If we write down the first few terms of the sequence \(f(n)\), it appears that \(f(n) = 2^n.\)
We have the sequence defined by \(u_{2n} = (u_n)^2, u_{2n-1} = 2u_n, u_0 = 1,\) and it is easy to show using induction that \(u_n = 2^n\).
So we could get this sequence more simply by defining \(u_n = 2u_{n-1}\) for all \(n\), \(u_0 =1.\)
This definition, however, has a larger recursion depth than the one in the question.
Now let \(g(n)\) be a function, defined for all integers \(n \ge 0\), as follows: \[g(n)= \begin{cases} 0 & \text{if } n=0,\\ 1+g(n/2) & \text{if $n>0$ and $n$ is even,}\\ 1+g(n-1) & \text{if $n>0$ and $n$ is odd.} \end{cases}\]
- What is \(g(5)\)?
- What is \(g(2^k)\), where \(k \ge 0\) is an integer? Briefly explain your answer.

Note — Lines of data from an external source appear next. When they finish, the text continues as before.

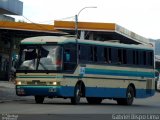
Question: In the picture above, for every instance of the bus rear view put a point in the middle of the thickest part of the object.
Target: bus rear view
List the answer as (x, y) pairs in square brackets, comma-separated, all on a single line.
[(48, 67)]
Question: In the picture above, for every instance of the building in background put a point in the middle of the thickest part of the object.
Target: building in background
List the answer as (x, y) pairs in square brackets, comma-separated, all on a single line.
[(7, 7)]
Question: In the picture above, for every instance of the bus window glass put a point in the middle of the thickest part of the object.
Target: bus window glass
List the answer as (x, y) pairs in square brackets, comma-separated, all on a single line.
[(40, 58)]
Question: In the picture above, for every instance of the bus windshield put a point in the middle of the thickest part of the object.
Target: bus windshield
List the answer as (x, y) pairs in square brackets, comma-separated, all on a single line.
[(40, 58)]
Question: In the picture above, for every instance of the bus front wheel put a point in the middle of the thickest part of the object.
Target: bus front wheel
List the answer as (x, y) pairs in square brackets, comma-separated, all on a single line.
[(39, 99), (93, 100), (77, 94), (129, 97)]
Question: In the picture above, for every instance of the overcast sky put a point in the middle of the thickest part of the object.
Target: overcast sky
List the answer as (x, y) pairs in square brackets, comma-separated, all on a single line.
[(139, 16)]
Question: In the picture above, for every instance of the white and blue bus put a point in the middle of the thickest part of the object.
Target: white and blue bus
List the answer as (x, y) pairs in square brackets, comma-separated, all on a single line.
[(48, 67)]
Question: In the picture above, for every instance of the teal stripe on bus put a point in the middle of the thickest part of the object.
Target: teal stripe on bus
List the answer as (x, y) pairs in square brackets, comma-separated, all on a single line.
[(119, 73)]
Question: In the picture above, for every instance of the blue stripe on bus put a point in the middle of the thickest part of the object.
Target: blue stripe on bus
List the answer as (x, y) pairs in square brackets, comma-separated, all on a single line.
[(119, 73), (68, 91)]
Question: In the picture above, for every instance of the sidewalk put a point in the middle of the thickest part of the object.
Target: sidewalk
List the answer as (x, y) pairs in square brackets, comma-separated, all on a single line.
[(8, 93)]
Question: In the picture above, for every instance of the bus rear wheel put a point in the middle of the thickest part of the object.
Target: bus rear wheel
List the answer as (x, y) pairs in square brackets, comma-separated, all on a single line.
[(39, 99), (77, 94), (129, 97), (93, 100)]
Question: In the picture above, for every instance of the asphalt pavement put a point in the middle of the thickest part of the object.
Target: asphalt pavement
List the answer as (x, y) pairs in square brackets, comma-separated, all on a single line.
[(7, 92)]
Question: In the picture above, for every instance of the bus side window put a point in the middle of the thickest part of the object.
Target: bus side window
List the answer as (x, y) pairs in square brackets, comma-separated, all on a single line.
[(69, 57), (100, 55)]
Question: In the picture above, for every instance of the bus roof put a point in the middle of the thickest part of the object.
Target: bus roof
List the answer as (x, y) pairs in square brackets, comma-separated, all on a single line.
[(65, 40)]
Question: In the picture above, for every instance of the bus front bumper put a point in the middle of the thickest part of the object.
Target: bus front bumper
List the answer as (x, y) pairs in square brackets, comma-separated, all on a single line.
[(54, 91)]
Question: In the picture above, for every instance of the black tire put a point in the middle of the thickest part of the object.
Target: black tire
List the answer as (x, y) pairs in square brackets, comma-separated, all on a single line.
[(39, 99), (77, 95), (129, 97), (93, 100)]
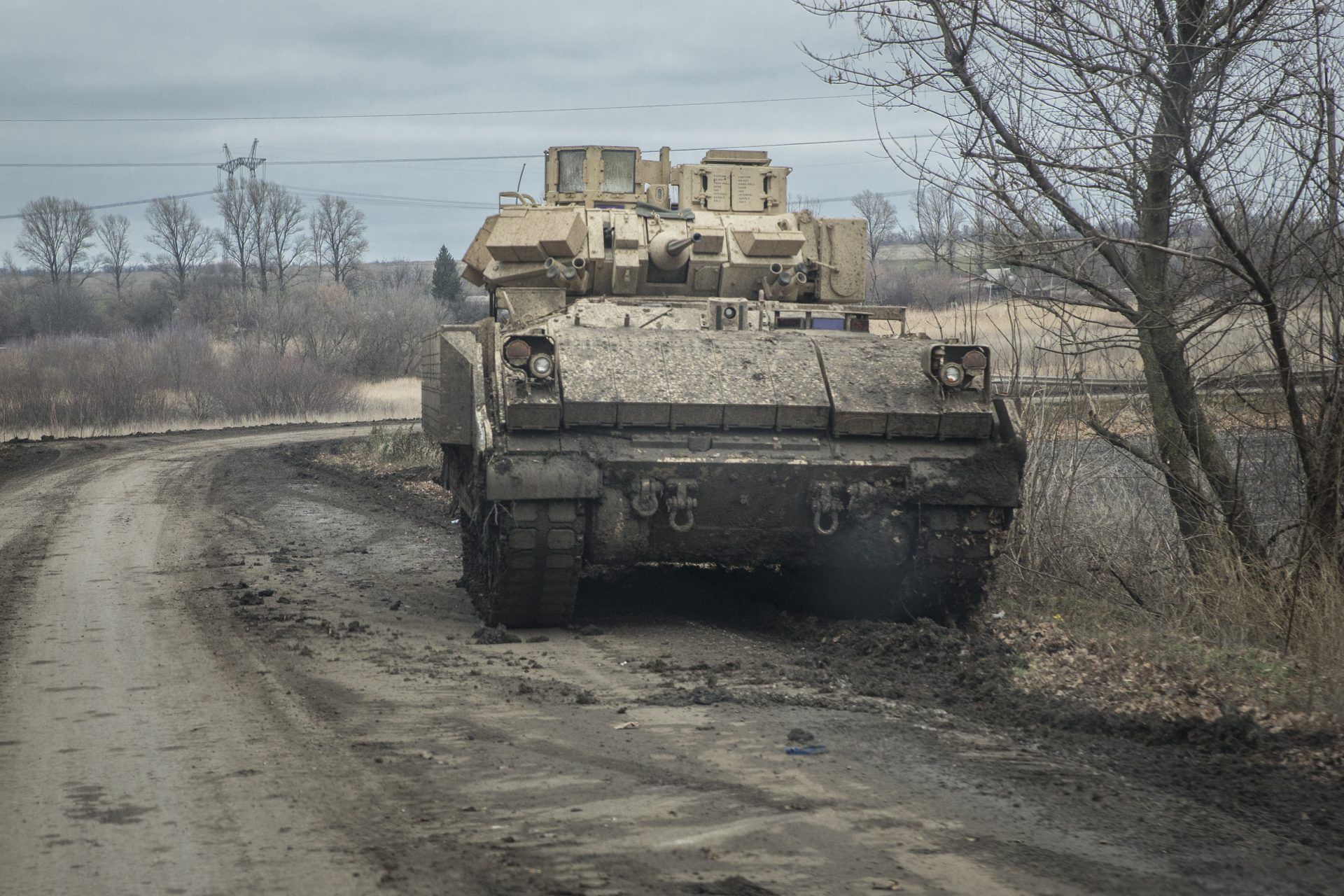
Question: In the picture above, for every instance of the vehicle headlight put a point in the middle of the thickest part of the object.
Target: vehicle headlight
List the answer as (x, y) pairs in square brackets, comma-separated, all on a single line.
[(540, 365), (517, 351)]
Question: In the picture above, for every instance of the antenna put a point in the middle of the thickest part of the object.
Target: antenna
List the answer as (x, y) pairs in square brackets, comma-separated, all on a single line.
[(233, 163)]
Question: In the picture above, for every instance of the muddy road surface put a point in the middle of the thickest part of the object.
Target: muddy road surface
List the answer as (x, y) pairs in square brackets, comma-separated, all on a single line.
[(226, 671)]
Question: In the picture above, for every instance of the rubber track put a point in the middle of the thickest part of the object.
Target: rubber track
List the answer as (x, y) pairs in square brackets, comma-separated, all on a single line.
[(539, 561)]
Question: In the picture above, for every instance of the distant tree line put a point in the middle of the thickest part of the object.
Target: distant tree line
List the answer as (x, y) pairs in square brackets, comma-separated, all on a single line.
[(273, 273)]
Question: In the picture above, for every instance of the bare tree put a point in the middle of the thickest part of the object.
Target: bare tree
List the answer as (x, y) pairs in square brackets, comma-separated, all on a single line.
[(115, 237), (337, 232), (284, 223), (937, 222), (1206, 130), (809, 204), (881, 216), (185, 242), (55, 235), (235, 237)]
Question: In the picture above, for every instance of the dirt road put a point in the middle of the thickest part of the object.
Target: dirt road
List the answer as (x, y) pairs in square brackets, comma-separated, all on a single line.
[(222, 672)]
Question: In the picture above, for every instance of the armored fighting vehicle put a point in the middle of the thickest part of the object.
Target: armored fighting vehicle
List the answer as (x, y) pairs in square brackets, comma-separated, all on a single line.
[(679, 370)]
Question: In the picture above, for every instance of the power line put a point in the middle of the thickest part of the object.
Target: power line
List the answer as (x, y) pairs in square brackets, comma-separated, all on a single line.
[(422, 159), (421, 115), (134, 202)]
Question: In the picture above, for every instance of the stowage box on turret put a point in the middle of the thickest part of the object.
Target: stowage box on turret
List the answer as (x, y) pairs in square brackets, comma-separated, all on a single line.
[(679, 370)]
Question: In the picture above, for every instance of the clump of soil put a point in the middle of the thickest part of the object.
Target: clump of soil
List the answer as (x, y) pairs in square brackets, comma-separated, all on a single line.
[(683, 697), (495, 634), (736, 886)]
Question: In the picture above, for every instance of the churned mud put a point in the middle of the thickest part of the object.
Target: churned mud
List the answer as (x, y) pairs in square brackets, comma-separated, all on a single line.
[(300, 700)]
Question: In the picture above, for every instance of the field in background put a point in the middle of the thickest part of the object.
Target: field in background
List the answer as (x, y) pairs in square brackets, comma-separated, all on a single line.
[(175, 381)]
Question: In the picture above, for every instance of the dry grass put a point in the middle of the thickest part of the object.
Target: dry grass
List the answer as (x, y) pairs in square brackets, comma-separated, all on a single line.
[(178, 379)]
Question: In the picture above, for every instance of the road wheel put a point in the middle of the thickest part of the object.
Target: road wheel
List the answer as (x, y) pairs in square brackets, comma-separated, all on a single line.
[(522, 562)]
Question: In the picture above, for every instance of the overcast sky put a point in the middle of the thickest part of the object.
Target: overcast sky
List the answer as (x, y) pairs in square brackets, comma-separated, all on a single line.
[(187, 59)]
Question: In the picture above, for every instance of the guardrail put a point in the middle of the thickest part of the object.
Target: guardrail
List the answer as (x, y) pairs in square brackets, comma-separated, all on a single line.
[(1256, 381)]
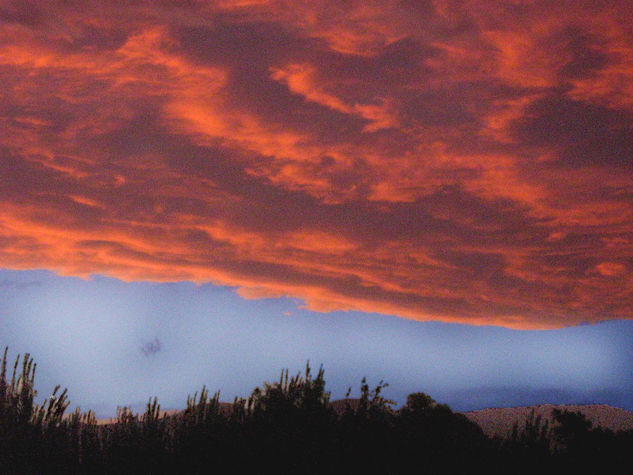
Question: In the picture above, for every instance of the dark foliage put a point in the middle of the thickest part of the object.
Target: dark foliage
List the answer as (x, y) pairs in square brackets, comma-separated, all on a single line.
[(288, 426)]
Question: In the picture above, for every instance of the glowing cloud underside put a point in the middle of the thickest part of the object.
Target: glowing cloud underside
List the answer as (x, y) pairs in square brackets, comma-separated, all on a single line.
[(456, 161)]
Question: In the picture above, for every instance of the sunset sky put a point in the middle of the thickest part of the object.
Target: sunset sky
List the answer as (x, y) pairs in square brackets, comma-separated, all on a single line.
[(437, 193)]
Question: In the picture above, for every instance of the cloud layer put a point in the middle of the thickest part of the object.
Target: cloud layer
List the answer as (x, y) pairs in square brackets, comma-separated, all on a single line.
[(459, 161)]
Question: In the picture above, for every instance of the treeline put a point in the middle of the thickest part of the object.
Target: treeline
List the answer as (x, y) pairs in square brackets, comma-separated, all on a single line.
[(288, 426)]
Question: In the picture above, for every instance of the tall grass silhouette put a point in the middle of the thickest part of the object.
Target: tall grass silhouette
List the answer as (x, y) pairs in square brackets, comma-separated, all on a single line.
[(287, 426)]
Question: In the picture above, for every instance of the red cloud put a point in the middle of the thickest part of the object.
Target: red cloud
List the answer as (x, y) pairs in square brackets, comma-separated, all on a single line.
[(461, 162)]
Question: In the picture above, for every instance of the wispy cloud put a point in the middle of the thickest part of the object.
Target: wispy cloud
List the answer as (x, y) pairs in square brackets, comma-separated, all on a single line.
[(462, 161), (151, 347)]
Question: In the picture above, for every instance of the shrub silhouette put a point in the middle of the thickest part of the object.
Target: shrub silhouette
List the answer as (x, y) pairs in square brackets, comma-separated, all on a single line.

\(2^k\) is even for all \(k>0\), and \(2^0=1\), which is odd, therefore:
\[\begin{align*} g(2^k) &= 1+g(2^{k-1})\\ &=1+(1+g(2^{k-2}))\\ &=\\ &\qquad\vdots\\ &=k+g(2^0)\\ &=k+g(1)\\ &=k+1. \end{align*}\]- What is \(g(2^l+2^k)\), where \(l> k \ge 0\) are integers? Briefly explain your answers.
As above, \(2^l\) and \(2^k\) are both even for \(l,k>0\), so
\[\begin{align*} g(2^l+2^k)&=1+g(2^{l-1}+2^{k-1})\\ &=\\ &\qquad \vdots\\ &=k+g(2^{l-k}+1)\\ &=k+1+g(2^{l-k})\\ &=k+1+(l-k+1)\\ &=l+2. \end{align*}\]To explain the above; when \(k=0\), \(2^k=1\) so we need to calculate \(g(2^{l-k}+1)\). This has an odd input, so the output is \(1+g(2^{l-k})\). We can then use our answer from (iv), finding \(g(2^{l-k})=(l-k)+1\) and simplify our expression.
It is interesting to reflect on how \(g(n)\) works if \(n\) is written in binary.
The rule for \(g\) tells us that if \(n\) is even, \(g(n)\) is \(1 + g(n/2)\), that is, \(1\) + the binary number given by removing the \(0\) at the end of \(n\).
If \(n\) is odd, \(g(n)\) is \(1 + g(n-1)\), that is, \(1 +\) the binary number given by changing the final \(1\) to a \(0\).
Suppose \(n\) in binary has \(j\) 1s and \(k\) 0s. It is easy to see, therefore, that \(g(n)\) is \(2j + k - 1\) (the \(-1\) comes in because we don’t remove the final \(0\)).
- Explain briefly why the value of \(g(n)\) is equal to the recursion depth of \(f(n)\).
Imagine calculating \(f(n)\) and \(g(n)\) at the same time, so we take it in turns to carry out one step in the calculation.
With every step we carry out on \(f(n)\) we create an expression in terms of \(f(c)\) where \(c\) is an integer less than \(n\).
With each corresponding step for \(g(n)\), we make \(g(n)\) the sum of \(g(c)\) and the total number of steps we’ve taken so far (this is equal to the number of different \(c\) values we’ve used so far).
Eventually we’ll reach an expression for \(f(n)\) in terms of \(f(0)\), and \(g(n)=g(0)+\text{(number of values of c used)}=0+\text{(number of values of c used)}\).
That is, \(g(n)\) is the recursion depth of \(f(n)\).